Puerto Rico, rated one step above junk, is set to issue debt in the next month, the first borrowing from the U.S. territory since August, officials said today.
The island of 3.6 million people has sufficient cash through June, David Chafey, chairman of the Government Development Bank, said in an interview on CNBC. The commonwealth may issue bonds in February, he said.
While Puerto Rico debt has rallied this month, the securities are trading at speculative-grade yields. Chafey declined to say the yield level at which Puerto Rico can afford to borrow. The interest rates on commonwealth debt may attract buyers, he said.
“If that’s what it takes to bring in investors, that’s fine,” Chafey said in the interview.
Moody’s Investors Service on Dec. 11 threatened to cut Puerto Rico to speculative grade within 90 days if it’s unable to access capital markets. The commonwealth and its agencies have $70 billion of debt. About 70 percent of U.S. municipal mutual funds own the securities, which are tax-exempt nationwide, according to Morningstar Inc.
Puerto Rico plans to sell as investors are adding the most money since September to the riskiest part of the $3.7 trillion municipal market, Lipper US Fund Flows data show.
Commonwealth securities have earned about 3.3 percent this year through Jan. 23, beating all 27 U.S. states in Standard & Poor’s total-return index and surpassing the 2 percent gain for the broader municipal market.
The federal government hasn’t offered additional funds, and Puerto Rico hasn’t requested such aid, Treasurer Melba Acosta said in the interview. Puerto Rico’s economy is contracting, and its jobless rate of 14.7 percent in November exceeded the level in all U.S. states.
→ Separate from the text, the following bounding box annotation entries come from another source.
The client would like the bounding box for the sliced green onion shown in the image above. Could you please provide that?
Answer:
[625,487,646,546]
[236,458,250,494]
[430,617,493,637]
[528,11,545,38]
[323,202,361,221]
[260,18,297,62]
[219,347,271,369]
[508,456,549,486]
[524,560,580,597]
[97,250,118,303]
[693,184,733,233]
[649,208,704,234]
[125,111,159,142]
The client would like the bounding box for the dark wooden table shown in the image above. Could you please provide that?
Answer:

“The federal government has offered technical assistance, and that’s what we’re getting,” Acosta said.
Rising interest rates last quarter halted issuance of as much as $1.2 billion of sales-tax debt. The last borrowing from a Puerto Rico issuer was a $673 million Puerto Rico Electric Power Authority revenue-bond sale in August, data compiled by Bloomberg show.
Puerto Rico sales-tax bonds maturing in August 2042 and graded four steps below top-rated munis by S&P traded today with an average yield of 8.06 percent, about 4.16 percentage points above benchmark munis, Bloomberg data show. The yield gap was 4.4 percentage points at the end of 2013.
Morgan Stanley has approached hedge funds and buyers of distressed debt to assess interest in a possible taxable Puerto Rico bond sale, according to three people with knowledge of the matter who requested anonymity because the conversations are private.